APA Corporation continues to frustrate. The company's asset base—Permian, North Sea, Suriname—has legitimate optionality but chronic execution problems. Q1 production came in below guidance, driven by weather delays in the Permian and North Sea maintenance timing. APA's Suriname development, the long-promised catalyst, remains a "when, not if" story that the market has largely stopped pricing in. The discount to NAV persists and has widened on Q1 results.
Natural Gas Producers: Still Waiting
The gas-weighted names had a collectively rough quarter, though the narrative is starting to shift.
EQT Corporation curtailed approximately 1.0 Bcf/d of production through parts of Q1, the continuation of a strategy that began in earnest in late 2024. This is disciplined behavior—don't produce gas at sub-$2.50 when you can defer volumes—but it's not what the market pays growth premiums for. EQT's balance sheet is clean, hedges are in place, and the company is better positioned than any other Appalachia producer for the eventual gas price recovery. The problem is timing. The full impact of LNG export capacity ramp that will structurally support Henry Hub prices is still 12-18 months away.

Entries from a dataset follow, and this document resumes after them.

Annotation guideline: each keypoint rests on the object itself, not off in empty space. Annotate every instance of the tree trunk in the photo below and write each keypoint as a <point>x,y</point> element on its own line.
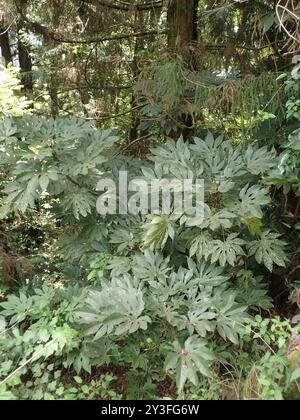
<point>182,22</point>
<point>5,45</point>
<point>24,53</point>
<point>183,32</point>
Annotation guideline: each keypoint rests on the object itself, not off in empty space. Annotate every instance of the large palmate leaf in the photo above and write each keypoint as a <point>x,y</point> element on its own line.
<point>158,230</point>
<point>230,317</point>
<point>269,250</point>
<point>251,200</point>
<point>259,160</point>
<point>116,309</point>
<point>187,361</point>
<point>210,275</point>
<point>227,251</point>
<point>150,266</point>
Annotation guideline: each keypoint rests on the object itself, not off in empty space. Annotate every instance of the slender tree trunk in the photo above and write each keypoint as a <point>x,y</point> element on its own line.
<point>183,32</point>
<point>182,22</point>
<point>24,54</point>
<point>5,45</point>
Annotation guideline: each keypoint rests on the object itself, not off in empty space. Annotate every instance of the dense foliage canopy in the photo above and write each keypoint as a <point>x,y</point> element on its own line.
<point>150,306</point>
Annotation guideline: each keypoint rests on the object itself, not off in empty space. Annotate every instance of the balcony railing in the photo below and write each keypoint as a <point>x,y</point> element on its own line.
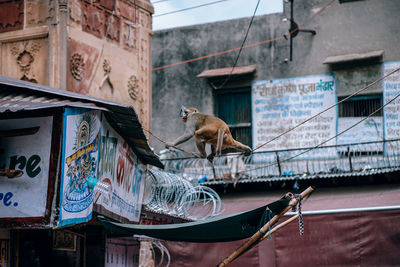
<point>305,163</point>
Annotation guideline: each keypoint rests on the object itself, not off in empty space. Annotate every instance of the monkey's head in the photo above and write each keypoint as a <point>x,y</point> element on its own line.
<point>186,111</point>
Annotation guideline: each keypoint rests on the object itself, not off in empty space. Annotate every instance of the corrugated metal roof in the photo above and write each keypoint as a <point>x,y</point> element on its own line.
<point>340,59</point>
<point>17,95</point>
<point>227,71</point>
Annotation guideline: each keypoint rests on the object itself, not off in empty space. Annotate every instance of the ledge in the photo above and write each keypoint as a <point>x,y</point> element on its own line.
<point>28,33</point>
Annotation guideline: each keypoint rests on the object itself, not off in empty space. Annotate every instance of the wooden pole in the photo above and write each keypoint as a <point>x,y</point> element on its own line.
<point>279,226</point>
<point>255,237</point>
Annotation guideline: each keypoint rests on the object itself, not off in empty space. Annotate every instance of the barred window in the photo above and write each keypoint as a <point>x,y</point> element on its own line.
<point>234,107</point>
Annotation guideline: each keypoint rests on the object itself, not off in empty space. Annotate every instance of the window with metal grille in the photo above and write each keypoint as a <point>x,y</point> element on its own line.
<point>360,106</point>
<point>234,107</point>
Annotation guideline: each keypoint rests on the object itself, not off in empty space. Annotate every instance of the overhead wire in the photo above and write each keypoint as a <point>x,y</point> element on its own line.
<point>312,117</point>
<point>329,139</point>
<point>282,37</point>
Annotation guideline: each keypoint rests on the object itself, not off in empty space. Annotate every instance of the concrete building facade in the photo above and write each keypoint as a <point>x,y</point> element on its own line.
<point>362,33</point>
<point>100,48</point>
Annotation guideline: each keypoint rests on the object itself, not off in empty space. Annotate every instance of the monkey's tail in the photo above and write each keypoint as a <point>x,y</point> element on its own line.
<point>220,141</point>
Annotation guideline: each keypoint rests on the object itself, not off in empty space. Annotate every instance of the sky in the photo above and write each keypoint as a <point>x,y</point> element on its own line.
<point>220,10</point>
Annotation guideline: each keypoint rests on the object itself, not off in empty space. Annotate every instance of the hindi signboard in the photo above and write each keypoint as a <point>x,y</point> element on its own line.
<point>120,168</point>
<point>25,196</point>
<point>278,105</point>
<point>369,130</point>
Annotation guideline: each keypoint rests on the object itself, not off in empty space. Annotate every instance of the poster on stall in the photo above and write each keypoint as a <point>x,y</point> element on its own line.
<point>120,168</point>
<point>391,112</point>
<point>81,137</point>
<point>369,130</point>
<point>278,105</point>
<point>25,196</point>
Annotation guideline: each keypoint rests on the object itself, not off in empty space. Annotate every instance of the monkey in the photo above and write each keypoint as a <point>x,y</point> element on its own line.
<point>207,129</point>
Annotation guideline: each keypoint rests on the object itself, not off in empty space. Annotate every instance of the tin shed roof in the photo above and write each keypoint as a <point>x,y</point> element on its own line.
<point>17,95</point>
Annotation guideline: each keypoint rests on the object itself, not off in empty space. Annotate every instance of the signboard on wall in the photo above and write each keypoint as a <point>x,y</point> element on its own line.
<point>120,168</point>
<point>369,130</point>
<point>25,196</point>
<point>81,138</point>
<point>278,105</point>
<point>391,112</point>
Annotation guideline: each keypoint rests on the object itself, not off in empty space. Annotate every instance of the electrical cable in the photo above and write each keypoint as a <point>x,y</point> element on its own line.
<point>103,44</point>
<point>241,47</point>
<point>357,92</point>
<point>159,1</point>
<point>329,139</point>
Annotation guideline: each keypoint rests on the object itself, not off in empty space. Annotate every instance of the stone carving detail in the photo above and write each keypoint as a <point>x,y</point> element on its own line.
<point>77,65</point>
<point>75,12</point>
<point>39,12</point>
<point>133,87</point>
<point>11,15</point>
<point>94,21</point>
<point>25,56</point>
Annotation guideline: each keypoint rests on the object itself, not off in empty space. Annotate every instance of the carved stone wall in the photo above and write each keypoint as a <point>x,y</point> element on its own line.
<point>39,12</point>
<point>82,61</point>
<point>119,36</point>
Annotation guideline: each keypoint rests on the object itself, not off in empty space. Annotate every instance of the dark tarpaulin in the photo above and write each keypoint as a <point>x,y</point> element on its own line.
<point>220,229</point>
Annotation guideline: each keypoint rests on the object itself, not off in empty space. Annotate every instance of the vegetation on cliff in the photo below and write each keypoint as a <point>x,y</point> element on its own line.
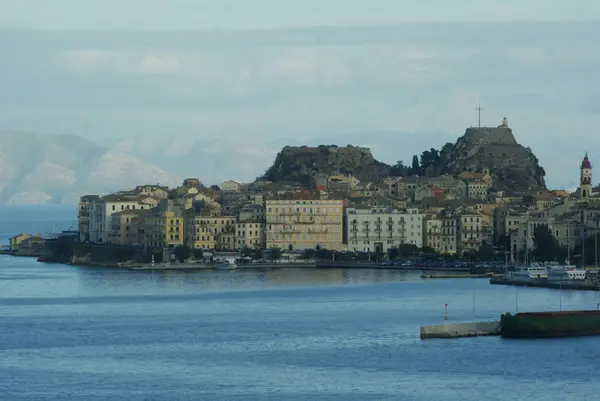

Range Resources and Coterra Energy told similar stories: lean into capital discipline, protect the balance sheet, and wait. Coterra's Permian oil volumes partially offset the gas-heavy Marcellus exposure, which is why Coterra held up better than pure-play gas names.
Expand Energy (formerly Chesapeake) posted a clean operational quarter on its Haynesville + Marcellus combined book but offered little in the way of optimism about near-term gas prices. The company is positioning for an LNG-driven demand recovery and has taken on minimal new hedges at current strip prices—a deliberate bet that 2026 forward prices will be materially better.
Capital Allocation: The Defining Variable
The clearest differentiator in Q1 earnings wasn't production growth or cost reduction—it was what operators chose to do with their cash. The investment market has fully repriced from growth premium to return premium in E&P stocks. Operators returning capital through variable dividends, buybacks, and rising base dividends outperformed on an absolute and relative basis through the quarter.
EOG, COP, FANG, and Chord Energy were in the top tier of return execution. Devon, APA, and Civitas Resources (which is still digesting its Permian acquisitions from 2023) lagged.
The math is simple: at $70-75 WTI, a well-run Permian operator generates $6-8/share in annual free cash flow. Operators returning that to shareholders rather than drilling marginal wells into declining returns are getting multiple expansion; those reinvesting at diminishing marginal returns are not.
What It Means for H2 2025
Several themes from Q1 results carry into the second half:
Rig count is not inflecting upward. Despite a constructive oil price, no major public operator added rigs through Q1 or guided to adding rigs in Q2-Q3. The capital discipline era is holding, at least at the public company level.
Gas producers are positioned for recovery, not executing it yet. The curtailment strategy works if gas prices recover by late 2025/early 2026 when LNG capacity additions accelerate. If recovery is delayed, balance sheets will be tested.
Integration execution is the variable for the major-acquirer group. XOM-Pioneer, CVX-Hess (still working through), COP-Marathon—all are in active integration mode. Integration risk is real but declining quarter by quarter as synergies flow through.
The companies that came into 2025 with strong balance sheets, Tier 1 inventory, and disciplined capital allocation frameworks are extending their lead. The gap between the best and worst public E&P operators, measured by capital efficiency, is wider than it's been in a decade.
Data references: Public Q1 2025 earnings releases and conference call transcripts; EIA production estimates; Bloomberg consensus estimates; Baker Hughes rig count data.